[Pitch] String Input-validating Initializers

Jumhyn · July 18, 2023, 3:57pm

In the case of a non-replayable stream it strikes me as potentially more valuable to have even some limited error info (e.g. what code unit value caused the failure), because the error is otherwise totally opaque and potentially unreproducible. With Int.init?(String) you can always inspect the String value to glean whatever error information you want, but this isn't the case for an arbitrary sequence.

Alejandro · July 18, 2023, 4:24pm

We've also been thinking about adding conveniences for that initializer like String(utf8: x) etc. I think these shorthand initializers make reaching for the right thing a lot easier, but that's for another proposal.

xwu · July 18, 2023, 4:26pm

Undoubtedly so, but @glessard has explained pretty convincingly why all of this information does not fall out automatically. It doesn’t seem reasonable for the design of a general-use initializer to optimize for non-replayable streams where the offset and nature of invalidity being an unpaired surrogate is paid for in performance cost by all users.

glessard · July 18, 2023, 4:28pm

One major usability issue with the initializers that require a type parameter such as String(decoding: x, as: UTF8.self) is that the list of valid type parameters is hard to find. This has led countless developers to use the Foundation API that transits through NSString. We need to do better.

davedelong · July 18, 2023, 4:33pm

It's not just non-replayable streams. It's also streams that don't reasonably fit into memory. My file format parsers lazily loaded chunks of bytes, so they could handle multi-gigabyte files while parsing without consuming too much memory. The files exist on disk, so I could reasonably translate a byte offset to an actual position in the file with other apps that can gracefully handle opening huge files.

I understand that the current implementation doesn't lend itself well to this model. But this is a pitch, and I'm focusing on the proposed developer experience. Having a thrown error definitively improves that experience, and folks who aren't interested in it can trivially ignore it with try?.

Jon_Shier · July 18, 2023, 4:39pm

If the performance cost of errors is too much for such a core API, it seems like additional throwing overloads would solve both issues, if errors are felt worthwhile. So the real quest is, if errors were zero cost, should this API produce them?

xwu · July 18, 2023, 4:46pm

Those folks would not trivially be able to avoid paying the performance cost of generating the error information that they then have to throw away.

As the saying goes, “If my grandmother had wheels, she would be a tractor.” Yours is a reasonable question to ask if errors were zero-cost: put another way, even if they’re zero-cost doesn’t mean that the most appropriate design for an API is to expose them. But here the errors are not zero-cost, so that isn’t the question.

If specialized uses justify additional APIs, then I agree it’s reasonable to consider them additive to the pitched feature and subset them out as a future direction, so that the present discussion focuses on the best design for the core API being considered.

xwu · July 18, 2023, 5:09pm

Ah—unless I misunderstand, you're describing a feature that's pretty much totally different from the stated pitch here: input-validating initializers for String.
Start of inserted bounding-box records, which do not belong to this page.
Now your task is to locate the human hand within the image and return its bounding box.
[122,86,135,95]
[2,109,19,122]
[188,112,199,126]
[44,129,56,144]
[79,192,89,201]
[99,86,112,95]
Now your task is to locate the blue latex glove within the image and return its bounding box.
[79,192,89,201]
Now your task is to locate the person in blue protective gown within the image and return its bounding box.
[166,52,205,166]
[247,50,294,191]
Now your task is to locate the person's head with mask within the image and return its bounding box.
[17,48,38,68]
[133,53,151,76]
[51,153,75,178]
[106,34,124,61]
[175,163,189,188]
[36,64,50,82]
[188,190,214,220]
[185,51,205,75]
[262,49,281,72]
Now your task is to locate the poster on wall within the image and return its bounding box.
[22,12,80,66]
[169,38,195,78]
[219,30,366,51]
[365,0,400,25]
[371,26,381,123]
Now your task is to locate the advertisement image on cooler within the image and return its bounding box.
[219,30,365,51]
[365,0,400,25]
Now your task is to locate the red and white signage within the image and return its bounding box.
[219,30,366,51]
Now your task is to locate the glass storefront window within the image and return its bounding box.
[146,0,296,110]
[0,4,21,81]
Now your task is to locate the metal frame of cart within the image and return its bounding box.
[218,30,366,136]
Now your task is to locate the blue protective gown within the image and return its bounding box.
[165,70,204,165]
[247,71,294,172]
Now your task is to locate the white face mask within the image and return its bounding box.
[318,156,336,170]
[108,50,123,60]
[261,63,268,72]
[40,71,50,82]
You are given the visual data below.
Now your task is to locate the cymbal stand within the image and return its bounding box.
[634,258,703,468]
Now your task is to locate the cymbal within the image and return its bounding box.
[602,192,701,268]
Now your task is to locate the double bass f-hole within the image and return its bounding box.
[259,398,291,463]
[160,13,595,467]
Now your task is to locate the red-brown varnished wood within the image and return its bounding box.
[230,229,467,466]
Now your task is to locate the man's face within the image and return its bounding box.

If your stream of bytes doesn't reasonably fit into memory, then calling an initializer that creates a string from those bytes, however elaborately it can report a failure, would be devastating if the stream is valid. You are not actually interested in creating any such string; and I am not aware of any precedent for must-fail initializers other than on Never.

Karl · July 18, 2023, 5:30pm

Maybe the Foundation API is too easy to find ;)

But here's another idea - and it could apply to this API as well, so I think it's on-topic:

Currently, the String(decoding:as:) initialiser, and the proposed validating initialiser, accept an encoding using a type such as UTF8.self. This precludes us from taking advantage of static member syntax:

extension Unicode.Encoding.Type where Self == UTF8.self {
  // Not a thing. We can't do this.
  // Error: Cannot extend a metatype 'any Unicode.Encoding.Type' 
}

// This extension compiles, but it doesn't work with static member syntax.
extension Unicode.Encoding where Self == UTF8 {
  public static var utf8: Self.Type { Self.self }
}

In order to use static member syntax, we would need to provide an instance of the encoding:

extension String {

  @inlinable
  public init<Encoding: Unicode.Encoding>(
    decoding codeUnits: some Collection<Encoding.CodeUnit>,
    as: Encoding // <- instance, not a type!
  ) {
    self = String(decoding: codeUnits, as: Encoding.self)
  }
}

extension Unicode.Encoding where Self == UTF8 {
  public static var utf8: Self { .init() }
}

extension Unicode.Encoding where Self == UTF16 {
  public static var utf16: Self { .init() }
}

extension Unicode.Encoding where Self == UTF32 {
  public static var utf32: Self { .init() }
}

func test(_ input: some Collection<UInt8>) {
  String(decoding: input, as: .utf8)  // Works!
}

Moreover, Xcode (and I assume other SourceKit-LSP editors) will include static members in autocomplete suggestions:

But can we do this? We use a protocol-based system because it is at least theoretically possible for somebody to implement legacy encodings such as Latin-1 or SHIFT-JIS, and String(decoding: ..., as: .shiftjis) will decode the bytes from SHIFT-JIS in to Unicode. The standard library types are all just empty structs with plain init()s, so we can create instances of them without issue, but could it perhaps be inconvenient to instantiate a user-defined encoding?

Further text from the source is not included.